国語の文章題であればもちろん、算数や理科の文章問題でも同じことが起こります。
「~の変化のようすを表にまとめましょう」「観察からわかることを記録しましょう」といった言葉が分かる・分からないで、理解のスピードも正答率も大きく変わるのです。

海外在住の子どもたちは、語彙に“差”が出やすい

海外で生活していると、日本語よりも現地の言葉に触れる時間のほうが圧倒的に多くなります。
特に現地校やインターなどに通っていると、家庭では日本語を話していても、「学校生活」や「遊びの会話」で使うのは英語をはじめとした日本語以外の言語。
そのため、日常会話はできても、学習語彙が身につきにくいという傾向があります。

特に抽象的な言葉(例:「比較する」「要約する」「理由づける」など)は、家庭で意識的に使わないと自然には身につきません。
語彙力が不足していると、読解や作文だけでなく、算数・理科の文章題の理解にも影響が出てしまうのです。

家庭でできる語彙力アップの工夫

では、どうすれば家庭で語彙を増やせるのでしょうか。
おすすめは「言葉を話題にして会話を広げること」です。
たとえばニュースや絵本、日常の出来事の中で出てきた言葉について、
「それってどういう意味かな?」「似た言葉にはどんなのがある?」と一緒に考えるだけでも効果的。

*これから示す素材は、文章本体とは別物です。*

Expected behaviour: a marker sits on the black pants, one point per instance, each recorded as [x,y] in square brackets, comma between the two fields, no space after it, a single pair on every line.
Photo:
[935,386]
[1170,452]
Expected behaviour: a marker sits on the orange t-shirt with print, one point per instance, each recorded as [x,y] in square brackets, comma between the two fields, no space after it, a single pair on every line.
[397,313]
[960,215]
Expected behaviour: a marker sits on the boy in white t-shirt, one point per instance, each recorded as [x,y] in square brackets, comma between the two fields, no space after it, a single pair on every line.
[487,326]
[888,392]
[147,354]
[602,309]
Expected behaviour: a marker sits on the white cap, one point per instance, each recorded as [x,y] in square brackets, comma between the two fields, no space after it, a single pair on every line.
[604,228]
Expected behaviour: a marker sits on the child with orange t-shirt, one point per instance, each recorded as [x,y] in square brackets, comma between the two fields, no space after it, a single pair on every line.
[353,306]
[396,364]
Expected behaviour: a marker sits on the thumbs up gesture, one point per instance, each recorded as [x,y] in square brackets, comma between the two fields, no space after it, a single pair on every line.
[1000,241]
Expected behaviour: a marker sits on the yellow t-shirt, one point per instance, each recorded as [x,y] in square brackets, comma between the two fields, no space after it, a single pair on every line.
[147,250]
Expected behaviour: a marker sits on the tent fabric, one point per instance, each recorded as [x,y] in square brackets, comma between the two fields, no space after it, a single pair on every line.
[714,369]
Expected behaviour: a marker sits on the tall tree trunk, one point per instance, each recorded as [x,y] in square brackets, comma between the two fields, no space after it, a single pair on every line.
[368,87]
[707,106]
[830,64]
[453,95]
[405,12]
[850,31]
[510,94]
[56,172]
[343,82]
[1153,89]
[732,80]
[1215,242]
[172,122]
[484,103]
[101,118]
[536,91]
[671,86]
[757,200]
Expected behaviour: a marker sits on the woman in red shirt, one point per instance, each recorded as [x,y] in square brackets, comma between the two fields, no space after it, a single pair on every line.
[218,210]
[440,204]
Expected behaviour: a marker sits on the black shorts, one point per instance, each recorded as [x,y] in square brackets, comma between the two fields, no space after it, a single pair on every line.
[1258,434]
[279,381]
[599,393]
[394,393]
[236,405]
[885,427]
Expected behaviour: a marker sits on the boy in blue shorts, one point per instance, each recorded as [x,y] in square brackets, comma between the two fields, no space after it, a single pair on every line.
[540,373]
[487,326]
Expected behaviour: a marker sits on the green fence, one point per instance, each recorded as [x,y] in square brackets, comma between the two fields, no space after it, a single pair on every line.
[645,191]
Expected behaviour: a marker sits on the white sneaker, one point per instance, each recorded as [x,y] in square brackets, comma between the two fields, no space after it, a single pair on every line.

また、週に1回でも「言葉ノート」をつくるのもおすすめです。
印象に残った言葉や新しく知った語彙を書き留めて、例文をつくってみると記憶に定着しやすくなります。
この積み重ねが、やがて文章を読む力・考える力・説明する力につながっていきます。

語彙力は、すべての学びの出発点。
海外で暮らす子どもたちにとってこそ、家庭でのちょっとした言葉のやりとりが大きな力になります。